If only she could write poetry too someday, or — a novel. A book about young love. Everybody was reading about young love back then. And one evening as she lay on the IJssel dike, her bicycle next to her on its side on the grass, with a blade of grass in her mouth that she turned around and around, looking out over the water at a tjalk’s sail clattering down along the mast and falling limp, she tried. But nothing much came of it. It made her feel all soft and weak inside, made her heart and her lungs feel so big and so melancholily full. She felt the evening landscape along the length of her spine, from top to bottom. The cows standing in the water and drinking and looking at each other, the rattling of the anchor chain, the light hung high on the mast of the ship — it all brought tears to her big eyes. But nothing came of it. She took the blade of grass in her mouth and split it lengthwise with her thumbnails but nothing came of it.

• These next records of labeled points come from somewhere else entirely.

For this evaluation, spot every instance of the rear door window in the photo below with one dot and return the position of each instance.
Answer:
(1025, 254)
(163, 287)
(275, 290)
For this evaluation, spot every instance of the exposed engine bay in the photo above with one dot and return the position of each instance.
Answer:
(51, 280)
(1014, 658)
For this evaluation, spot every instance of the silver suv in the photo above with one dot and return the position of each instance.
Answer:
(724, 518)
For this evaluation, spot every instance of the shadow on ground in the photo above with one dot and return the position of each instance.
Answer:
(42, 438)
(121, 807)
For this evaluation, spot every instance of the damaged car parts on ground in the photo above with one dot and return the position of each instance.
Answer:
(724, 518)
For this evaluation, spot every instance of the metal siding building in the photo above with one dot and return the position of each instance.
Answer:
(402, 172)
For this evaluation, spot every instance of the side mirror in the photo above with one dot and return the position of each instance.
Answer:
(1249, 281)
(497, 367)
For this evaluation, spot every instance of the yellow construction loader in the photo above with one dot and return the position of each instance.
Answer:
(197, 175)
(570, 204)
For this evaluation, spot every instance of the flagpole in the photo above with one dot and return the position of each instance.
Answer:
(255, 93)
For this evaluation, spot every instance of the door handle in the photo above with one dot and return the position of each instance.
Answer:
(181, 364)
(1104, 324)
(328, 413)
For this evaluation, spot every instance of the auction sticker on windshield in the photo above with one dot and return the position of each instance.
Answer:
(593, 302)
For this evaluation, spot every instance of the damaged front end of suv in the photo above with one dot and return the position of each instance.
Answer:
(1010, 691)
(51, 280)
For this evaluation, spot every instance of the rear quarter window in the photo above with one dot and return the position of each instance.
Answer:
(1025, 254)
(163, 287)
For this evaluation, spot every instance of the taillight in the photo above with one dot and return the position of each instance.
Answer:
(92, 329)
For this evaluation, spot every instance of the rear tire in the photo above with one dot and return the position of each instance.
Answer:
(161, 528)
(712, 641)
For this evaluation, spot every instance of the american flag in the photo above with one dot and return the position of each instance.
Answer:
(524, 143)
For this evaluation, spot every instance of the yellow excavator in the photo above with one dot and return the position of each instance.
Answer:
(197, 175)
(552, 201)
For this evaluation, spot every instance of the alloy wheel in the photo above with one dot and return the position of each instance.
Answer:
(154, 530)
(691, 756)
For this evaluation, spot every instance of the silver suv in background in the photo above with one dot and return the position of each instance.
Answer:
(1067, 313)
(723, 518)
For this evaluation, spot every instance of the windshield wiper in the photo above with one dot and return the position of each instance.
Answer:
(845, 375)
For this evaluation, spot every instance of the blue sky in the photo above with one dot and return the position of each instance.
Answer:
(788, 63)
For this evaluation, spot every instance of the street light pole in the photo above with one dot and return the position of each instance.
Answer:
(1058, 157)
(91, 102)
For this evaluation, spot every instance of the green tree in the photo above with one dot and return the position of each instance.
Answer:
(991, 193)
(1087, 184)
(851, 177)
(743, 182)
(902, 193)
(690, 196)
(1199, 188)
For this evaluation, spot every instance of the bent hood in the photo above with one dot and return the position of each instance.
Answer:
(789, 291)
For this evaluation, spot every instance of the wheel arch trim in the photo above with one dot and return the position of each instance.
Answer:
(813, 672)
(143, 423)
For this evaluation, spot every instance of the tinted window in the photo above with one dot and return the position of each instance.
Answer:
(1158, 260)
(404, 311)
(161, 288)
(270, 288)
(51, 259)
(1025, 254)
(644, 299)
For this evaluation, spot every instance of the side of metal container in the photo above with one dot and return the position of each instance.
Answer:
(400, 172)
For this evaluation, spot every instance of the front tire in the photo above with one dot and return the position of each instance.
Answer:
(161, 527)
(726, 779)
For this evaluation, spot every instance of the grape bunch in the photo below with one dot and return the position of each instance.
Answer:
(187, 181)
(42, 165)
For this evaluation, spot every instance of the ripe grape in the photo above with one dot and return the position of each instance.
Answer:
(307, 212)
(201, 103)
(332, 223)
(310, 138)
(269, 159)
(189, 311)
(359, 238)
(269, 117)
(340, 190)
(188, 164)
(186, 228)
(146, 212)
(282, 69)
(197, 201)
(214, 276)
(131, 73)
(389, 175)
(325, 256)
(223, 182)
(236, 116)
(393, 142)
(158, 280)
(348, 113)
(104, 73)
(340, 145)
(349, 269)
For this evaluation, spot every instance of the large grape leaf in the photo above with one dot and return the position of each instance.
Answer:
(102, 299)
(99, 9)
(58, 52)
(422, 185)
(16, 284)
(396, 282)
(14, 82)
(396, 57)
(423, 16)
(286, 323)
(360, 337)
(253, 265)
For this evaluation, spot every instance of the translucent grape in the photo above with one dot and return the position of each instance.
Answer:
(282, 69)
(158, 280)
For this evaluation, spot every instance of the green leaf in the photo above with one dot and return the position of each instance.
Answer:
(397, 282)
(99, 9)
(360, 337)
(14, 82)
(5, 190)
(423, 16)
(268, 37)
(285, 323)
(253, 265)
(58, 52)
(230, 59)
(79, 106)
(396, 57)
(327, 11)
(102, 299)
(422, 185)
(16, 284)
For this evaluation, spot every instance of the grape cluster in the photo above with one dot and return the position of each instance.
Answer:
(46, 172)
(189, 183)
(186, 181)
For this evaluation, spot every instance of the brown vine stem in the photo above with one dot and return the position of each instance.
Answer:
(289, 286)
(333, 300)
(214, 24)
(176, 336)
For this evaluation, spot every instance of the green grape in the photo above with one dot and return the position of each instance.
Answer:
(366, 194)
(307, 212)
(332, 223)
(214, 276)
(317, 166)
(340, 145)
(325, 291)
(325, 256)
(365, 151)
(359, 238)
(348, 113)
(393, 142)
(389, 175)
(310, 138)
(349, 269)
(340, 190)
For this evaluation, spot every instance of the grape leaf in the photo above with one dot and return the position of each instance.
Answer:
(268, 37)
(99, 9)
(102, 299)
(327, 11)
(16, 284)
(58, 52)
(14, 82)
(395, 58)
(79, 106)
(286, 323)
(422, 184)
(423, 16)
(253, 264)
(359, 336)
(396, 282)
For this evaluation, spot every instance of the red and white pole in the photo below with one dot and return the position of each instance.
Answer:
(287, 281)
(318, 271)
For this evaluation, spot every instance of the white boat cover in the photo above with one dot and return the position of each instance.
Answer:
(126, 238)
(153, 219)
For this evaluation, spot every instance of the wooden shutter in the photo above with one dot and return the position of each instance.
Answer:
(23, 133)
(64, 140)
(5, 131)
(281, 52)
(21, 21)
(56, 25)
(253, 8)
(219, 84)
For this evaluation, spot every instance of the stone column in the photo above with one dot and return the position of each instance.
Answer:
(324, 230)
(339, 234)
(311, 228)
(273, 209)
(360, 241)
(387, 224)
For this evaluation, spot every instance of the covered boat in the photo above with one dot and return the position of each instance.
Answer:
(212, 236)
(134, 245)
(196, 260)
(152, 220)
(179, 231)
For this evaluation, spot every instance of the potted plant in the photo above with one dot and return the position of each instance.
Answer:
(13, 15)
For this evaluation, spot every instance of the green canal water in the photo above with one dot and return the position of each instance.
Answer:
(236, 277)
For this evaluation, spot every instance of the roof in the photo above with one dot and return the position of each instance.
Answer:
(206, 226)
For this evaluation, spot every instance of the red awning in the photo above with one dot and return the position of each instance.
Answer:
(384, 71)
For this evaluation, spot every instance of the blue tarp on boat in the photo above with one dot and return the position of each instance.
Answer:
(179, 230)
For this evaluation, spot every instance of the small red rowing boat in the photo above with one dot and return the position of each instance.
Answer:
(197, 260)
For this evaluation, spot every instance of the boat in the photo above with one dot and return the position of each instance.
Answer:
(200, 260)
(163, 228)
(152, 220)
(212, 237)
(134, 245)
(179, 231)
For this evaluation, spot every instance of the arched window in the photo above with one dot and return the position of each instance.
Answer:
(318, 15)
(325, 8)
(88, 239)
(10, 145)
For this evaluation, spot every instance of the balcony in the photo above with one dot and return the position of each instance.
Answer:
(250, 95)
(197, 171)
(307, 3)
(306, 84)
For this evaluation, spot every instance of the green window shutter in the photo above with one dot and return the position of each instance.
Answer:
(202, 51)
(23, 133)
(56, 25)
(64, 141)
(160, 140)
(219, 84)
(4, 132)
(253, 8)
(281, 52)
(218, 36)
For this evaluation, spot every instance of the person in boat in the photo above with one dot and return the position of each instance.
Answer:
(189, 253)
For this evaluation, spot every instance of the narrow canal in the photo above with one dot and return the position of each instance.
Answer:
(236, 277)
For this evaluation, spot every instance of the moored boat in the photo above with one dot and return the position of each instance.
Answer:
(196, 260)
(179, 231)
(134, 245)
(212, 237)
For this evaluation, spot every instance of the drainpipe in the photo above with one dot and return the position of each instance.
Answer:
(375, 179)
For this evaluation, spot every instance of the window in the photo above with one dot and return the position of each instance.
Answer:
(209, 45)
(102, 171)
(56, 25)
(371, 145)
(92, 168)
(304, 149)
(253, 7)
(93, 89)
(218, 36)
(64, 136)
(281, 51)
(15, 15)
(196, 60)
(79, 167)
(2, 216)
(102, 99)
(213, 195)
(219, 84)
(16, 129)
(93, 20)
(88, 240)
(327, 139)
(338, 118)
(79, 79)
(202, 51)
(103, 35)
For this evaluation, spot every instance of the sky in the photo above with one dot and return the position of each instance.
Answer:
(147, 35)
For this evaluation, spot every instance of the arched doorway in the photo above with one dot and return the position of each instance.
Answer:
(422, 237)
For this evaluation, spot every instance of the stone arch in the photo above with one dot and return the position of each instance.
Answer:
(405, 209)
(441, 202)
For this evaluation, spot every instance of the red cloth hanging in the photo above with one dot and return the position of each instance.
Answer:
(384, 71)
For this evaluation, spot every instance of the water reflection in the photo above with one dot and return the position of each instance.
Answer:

She stood up. The stars were shining in the pale sky, the water was rippling and swirling and turning and flowing as though there was no Dora standing in the colorless summer evening. A heavy wagon crunched laboriously over the gravel road in the distance. Melancholy rose up out of the darkening land; the water still held a little light.

Then she stretched out her arms but there was no one to answer her. Then she didn’t know if she wanted to live or die and she slowly rode her bike home, where Mother sat yawning over her Daily News under the gas lamp with her glasses on the tip of her nose. She looked hard at Dora, then took off her glasses, wiped them, felt for the top of the glasses case on the newspaper and bent down since the other half of the case had fallen on the floor. “Here, Mom.” Then Mom stood up, yawned, and folded the paper in half, looked at the little clock on the mantelpiece, and said, through another yawn, “Quarter past ten.”

Back in her room Dora took off her clothes and smelled the scent of her own clean warm body. And a great desire filled her again, the same way the evening landscape had filled her with a great desire, and the dark river that flowed out to a point that was light for a moment and then it turned and was gone. But what it was she desired, that she didn’t know.

She suddenly saw it all before her eyes again in the darkness of the room: the water with the ship at anchor and the light on the mast, the cows across the water, nearby. She saw that dusk didn’t fall, it crept up out of the land, it was the first time she had realized that. She especially saw the end of the river, flowing out to a point where there was a patch of greenish light in the water, where the riverbank curved round. And she heard the distant crunching of the heavy wagon on the gravel road.

“God, if only I could be dear to your heart,” she said childishly. And she had a dream that night. She dreamt that E. was taking a walk with Coba in a meadow, she in white linen, he all in white flannel with the cuffs of his pants legs turned up and a flat straw hat on and brown shoes. She dreamt that they were smiling and laughing at each other, and he kissed her on the mouth, four kisses one after the other until she laughingly pulled free. And that she, Dora, ran up to her sister and threw her arms around her neck and lay her head on her shoulder and said: “Coba, how sweet you are.” Then suddenly her mother was standing there, with her glasses up on her head now, and she said, “Thirteen minutes to two.”